Fought July 22, 1864A Paper Read Before New York CommanderyM. O. L. LBy Major-General Grenville M. Dodge

      Companions:

      On the 17th day of July, 1864, General John B. Hood relieved General Joseph E. Johnston in command of the Confederate Army in front of Atlanta, and on the 20th Hood opened an attack upon Sherman's right, commanded by General Thomas. The attack was a failure, and resulted in a great defeat to Hood's Army and the disarrangement of all his plans.
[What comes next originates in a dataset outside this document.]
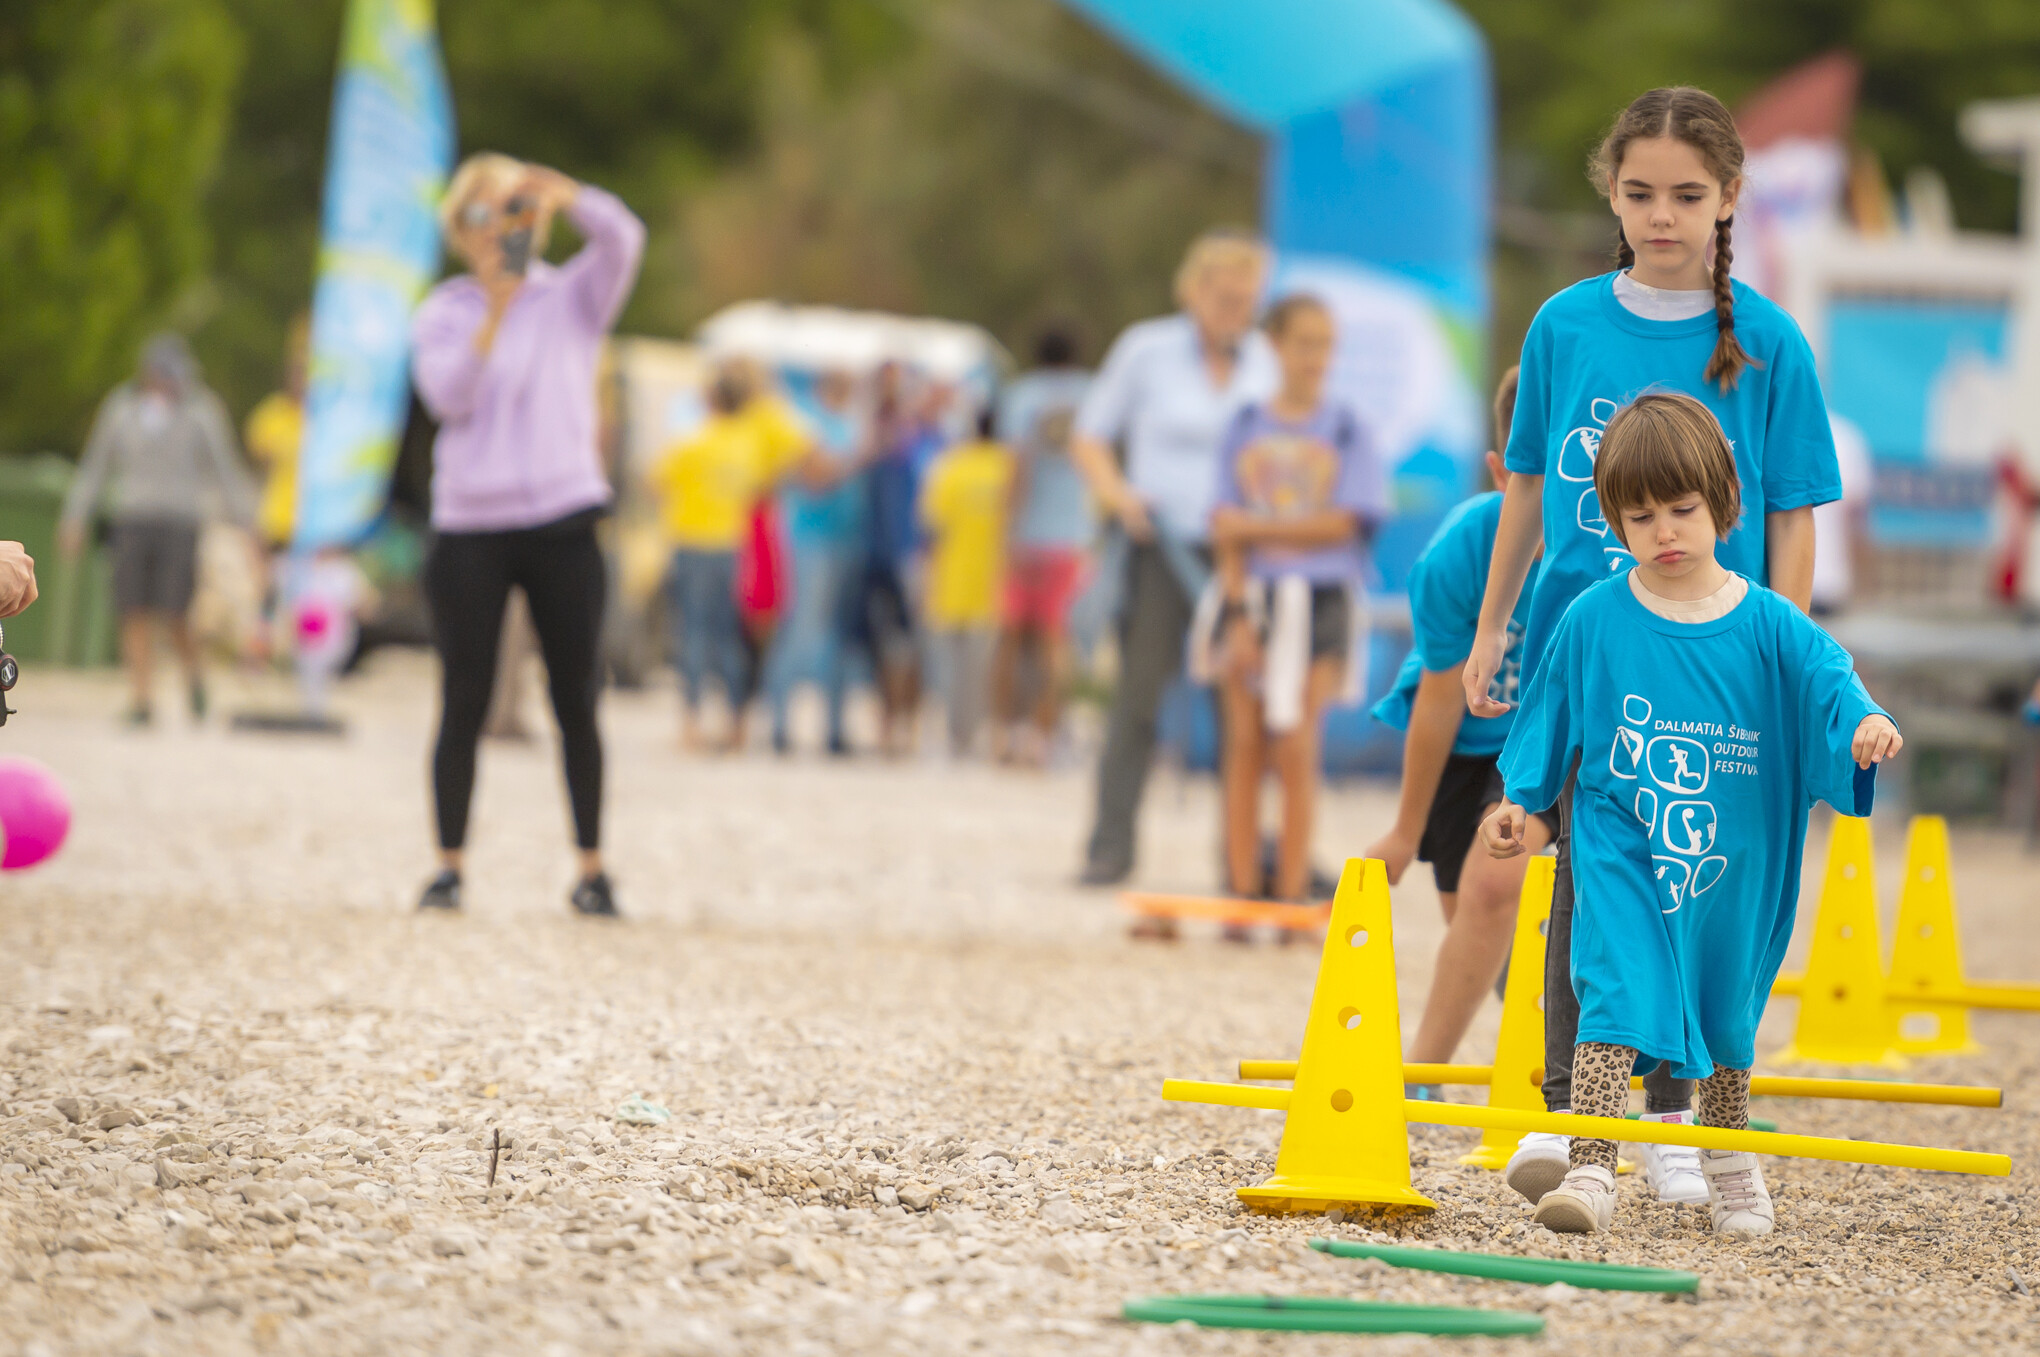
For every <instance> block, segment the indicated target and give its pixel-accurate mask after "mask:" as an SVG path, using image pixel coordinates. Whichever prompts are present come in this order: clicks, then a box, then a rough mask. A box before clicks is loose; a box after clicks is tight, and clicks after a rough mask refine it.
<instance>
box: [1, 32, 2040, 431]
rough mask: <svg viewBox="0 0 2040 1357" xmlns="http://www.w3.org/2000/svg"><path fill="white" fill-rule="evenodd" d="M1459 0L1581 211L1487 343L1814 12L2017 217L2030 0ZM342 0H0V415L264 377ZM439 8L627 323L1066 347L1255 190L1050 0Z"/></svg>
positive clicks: (1547, 286) (1127, 58)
      On the evening of the 21st of July, General Sherman's Army had closed up to within two miles of Atlanta, and on that day Force's Brigade of Leggett's Division of Blair's Seventeenth Army Corps carried a prominent hill, known as Bald or Leggett's Hill, that gave us a clear view of Atlanta, and placed that city within range of our guns. It was a strategic point, and unless the swing of our left was stopped it would dangerously interfere with Hood's communications towards the south. Hood fully appreciated this, and determined upon his celebrated attack in the rear of General Sherman's Army.
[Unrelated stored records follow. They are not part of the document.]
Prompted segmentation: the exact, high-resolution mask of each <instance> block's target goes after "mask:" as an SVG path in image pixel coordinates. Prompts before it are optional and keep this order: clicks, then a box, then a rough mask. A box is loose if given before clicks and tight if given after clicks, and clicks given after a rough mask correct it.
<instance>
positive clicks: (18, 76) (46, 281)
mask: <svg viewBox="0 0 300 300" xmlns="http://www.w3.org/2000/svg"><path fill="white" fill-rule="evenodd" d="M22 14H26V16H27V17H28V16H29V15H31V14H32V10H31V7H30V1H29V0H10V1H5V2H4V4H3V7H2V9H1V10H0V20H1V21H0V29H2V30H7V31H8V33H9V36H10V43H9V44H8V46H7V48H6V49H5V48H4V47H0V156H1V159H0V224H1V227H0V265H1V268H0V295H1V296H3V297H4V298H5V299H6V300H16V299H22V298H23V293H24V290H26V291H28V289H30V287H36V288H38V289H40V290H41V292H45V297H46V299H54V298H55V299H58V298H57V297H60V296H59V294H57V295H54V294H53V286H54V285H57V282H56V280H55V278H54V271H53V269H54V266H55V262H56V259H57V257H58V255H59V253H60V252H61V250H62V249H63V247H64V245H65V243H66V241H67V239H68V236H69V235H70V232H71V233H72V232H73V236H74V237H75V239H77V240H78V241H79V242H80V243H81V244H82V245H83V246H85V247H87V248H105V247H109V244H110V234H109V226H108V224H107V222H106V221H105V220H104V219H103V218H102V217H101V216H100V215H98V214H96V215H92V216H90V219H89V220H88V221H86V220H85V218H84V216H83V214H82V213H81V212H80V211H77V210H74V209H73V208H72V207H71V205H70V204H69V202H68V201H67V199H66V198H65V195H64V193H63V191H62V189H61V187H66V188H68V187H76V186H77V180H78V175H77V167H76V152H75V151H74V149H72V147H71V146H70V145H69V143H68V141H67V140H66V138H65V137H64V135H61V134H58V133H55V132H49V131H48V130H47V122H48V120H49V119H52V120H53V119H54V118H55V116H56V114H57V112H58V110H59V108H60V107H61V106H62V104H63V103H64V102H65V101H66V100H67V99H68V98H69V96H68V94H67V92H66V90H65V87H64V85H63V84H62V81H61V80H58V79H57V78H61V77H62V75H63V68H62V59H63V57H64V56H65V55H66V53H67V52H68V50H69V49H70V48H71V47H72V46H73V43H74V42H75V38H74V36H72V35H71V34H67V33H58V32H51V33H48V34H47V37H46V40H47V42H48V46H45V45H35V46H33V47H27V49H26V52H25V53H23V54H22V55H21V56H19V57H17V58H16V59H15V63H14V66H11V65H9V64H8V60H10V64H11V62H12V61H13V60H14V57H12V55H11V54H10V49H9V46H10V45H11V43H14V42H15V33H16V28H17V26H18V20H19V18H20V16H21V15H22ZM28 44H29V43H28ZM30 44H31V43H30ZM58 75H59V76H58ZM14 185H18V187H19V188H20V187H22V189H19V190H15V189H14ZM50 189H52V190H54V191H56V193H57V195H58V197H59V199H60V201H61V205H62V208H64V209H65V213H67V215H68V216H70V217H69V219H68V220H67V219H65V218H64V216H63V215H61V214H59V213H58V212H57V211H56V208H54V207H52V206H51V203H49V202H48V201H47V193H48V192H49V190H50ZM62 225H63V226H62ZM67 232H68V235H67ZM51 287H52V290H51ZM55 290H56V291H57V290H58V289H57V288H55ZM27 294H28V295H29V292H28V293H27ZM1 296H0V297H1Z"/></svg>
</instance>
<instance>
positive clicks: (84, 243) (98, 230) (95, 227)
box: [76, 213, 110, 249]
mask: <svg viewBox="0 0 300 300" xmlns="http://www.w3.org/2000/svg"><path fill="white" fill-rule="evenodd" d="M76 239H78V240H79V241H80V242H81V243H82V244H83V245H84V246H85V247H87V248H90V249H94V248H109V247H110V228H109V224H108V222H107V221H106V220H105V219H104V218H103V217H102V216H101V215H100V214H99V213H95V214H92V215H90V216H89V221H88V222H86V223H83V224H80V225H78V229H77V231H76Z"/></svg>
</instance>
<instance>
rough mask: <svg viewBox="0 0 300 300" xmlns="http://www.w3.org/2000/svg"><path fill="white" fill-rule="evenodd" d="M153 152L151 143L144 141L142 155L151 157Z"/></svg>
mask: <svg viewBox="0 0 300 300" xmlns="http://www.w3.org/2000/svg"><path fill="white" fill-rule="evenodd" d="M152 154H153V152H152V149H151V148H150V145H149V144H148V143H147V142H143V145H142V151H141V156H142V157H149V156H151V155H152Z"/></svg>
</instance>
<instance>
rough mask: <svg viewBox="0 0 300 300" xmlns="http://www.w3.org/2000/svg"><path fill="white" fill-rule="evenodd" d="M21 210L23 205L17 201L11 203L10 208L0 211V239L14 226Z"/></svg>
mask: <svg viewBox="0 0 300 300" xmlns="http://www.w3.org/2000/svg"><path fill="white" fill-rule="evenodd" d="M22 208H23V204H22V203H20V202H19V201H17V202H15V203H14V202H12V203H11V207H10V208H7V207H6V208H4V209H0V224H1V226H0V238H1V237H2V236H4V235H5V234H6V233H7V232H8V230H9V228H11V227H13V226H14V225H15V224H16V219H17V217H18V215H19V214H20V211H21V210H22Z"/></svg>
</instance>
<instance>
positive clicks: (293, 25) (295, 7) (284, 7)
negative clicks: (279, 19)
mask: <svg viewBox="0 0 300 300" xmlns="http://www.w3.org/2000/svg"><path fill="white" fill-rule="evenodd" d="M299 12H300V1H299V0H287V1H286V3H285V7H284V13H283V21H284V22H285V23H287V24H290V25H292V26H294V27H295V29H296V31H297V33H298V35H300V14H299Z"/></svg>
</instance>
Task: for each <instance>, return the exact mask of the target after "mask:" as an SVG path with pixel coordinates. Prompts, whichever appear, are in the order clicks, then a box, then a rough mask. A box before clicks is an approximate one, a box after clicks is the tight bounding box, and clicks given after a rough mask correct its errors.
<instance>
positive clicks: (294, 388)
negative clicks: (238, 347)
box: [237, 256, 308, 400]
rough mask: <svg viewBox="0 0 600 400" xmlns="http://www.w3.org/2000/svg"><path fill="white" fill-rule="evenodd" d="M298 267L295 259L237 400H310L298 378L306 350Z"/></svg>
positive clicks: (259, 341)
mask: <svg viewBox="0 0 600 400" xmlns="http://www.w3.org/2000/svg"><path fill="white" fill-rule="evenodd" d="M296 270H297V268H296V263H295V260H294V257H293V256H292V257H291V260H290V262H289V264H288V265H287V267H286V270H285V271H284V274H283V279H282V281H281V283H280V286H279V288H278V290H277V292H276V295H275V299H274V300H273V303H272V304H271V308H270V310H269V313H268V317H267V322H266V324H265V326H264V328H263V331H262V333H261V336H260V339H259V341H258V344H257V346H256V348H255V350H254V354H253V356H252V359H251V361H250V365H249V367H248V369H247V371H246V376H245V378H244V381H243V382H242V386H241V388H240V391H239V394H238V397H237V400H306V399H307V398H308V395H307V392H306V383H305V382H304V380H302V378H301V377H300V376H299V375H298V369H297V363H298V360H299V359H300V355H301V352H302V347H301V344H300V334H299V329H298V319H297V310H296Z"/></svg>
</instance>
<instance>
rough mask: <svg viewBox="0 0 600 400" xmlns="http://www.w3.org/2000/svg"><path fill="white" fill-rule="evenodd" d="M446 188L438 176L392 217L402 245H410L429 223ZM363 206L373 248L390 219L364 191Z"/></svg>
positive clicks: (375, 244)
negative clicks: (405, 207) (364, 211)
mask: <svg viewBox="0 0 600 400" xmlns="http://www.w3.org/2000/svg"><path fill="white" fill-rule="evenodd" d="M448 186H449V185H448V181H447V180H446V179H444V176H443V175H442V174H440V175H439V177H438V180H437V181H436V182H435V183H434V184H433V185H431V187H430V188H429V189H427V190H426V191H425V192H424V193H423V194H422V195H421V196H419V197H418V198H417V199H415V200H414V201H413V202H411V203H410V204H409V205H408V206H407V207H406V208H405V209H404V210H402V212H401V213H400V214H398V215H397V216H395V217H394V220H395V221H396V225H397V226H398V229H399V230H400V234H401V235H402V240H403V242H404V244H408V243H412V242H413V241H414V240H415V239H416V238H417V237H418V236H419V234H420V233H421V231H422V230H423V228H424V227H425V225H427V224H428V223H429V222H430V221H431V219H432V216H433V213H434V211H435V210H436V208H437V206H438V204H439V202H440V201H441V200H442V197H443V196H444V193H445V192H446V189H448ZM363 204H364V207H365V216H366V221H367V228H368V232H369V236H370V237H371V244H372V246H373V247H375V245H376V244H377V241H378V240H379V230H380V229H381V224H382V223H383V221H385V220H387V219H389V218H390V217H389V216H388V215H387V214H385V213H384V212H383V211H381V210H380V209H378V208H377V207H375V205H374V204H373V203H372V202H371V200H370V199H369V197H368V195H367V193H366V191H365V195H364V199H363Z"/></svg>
      On the 22d of July, the Army of the Tennessee was occupying the rebel intrenchments, its right resting very near the Howard House, north of the Augusta Railroad, thence to Leggett's Hill, which had been carried by Force's assault on the evening of the 21st. From this hill Giles A. Smith's Division of the Seventeenth Army Corps stretched out southward on a road that occupied this ridge, with a weak flank in air. To strengthen this flank, by order of General McPherson I sent on the evening of the 21st one Brigade of Fuller's Division, the other being left at Decatur to protect our parked trains. Fuller camped his Brigade about half a mile in the rear of the extreme left and at right angles to Blair's lines and commanding the open ground and valley of the forks of Sugar Creek, a position that proved very strong in the battle. Fuller did not go into line; simply bivouacked ready to respond to any call.

      On the morning of the 22d of July, General McPherson called at my headquarters and gave me verbal orders in relation to the movement of the Second (Sweeney's) Division of my command, the Sixteenth Corps, which had been crowded out of the line by the contraction of our lines as we neared Atlanta, and told me that I was to take position on the left of the line that Blair had been instructed to occupy and intrench that morning, and cautioned me about protecting my flank very strongly. McPherson evidently thought that there would be trouble on that flank, for he rode out to examine it himself.

      I moved Sweeney in the rear of our Army, on the road leading from the Augusta Railway down the east branch of Sugar Creek to near where it forks; then, turning west, the road crosses the west branch of Sugar Creek just back of where Fuller was camped, and passed up through a strip of woods and through Blair's lines near where his left was refused. Up this road Sweeney marched until he reached Fuller, when he halted, waiting until the line I had selected on Blair's proposed new left could be intrenched, so that at mid-day, July 22d, the position of the Army of the Tennessee was as follows: One Division of the Fifteenth across and north of the Augusta Railway facing Atlanta; the balance of the Fifteenth and all of the Seventeenth Corps behind intrenchments running south of the railway along a gentle ridge with a gentle slope and clear valley facing Atlanta in front, and another clear valley in the rear. The Sixteenth Corps was resting on the road described, entirely in the rear of the Seventeenth and Fifteenth Corps, and facing from Atlanta. To the left and left-rear the country was heavily wooded. The enemy, therefore, was enabled, under cover of the forest, to approach close to the rear of our lines.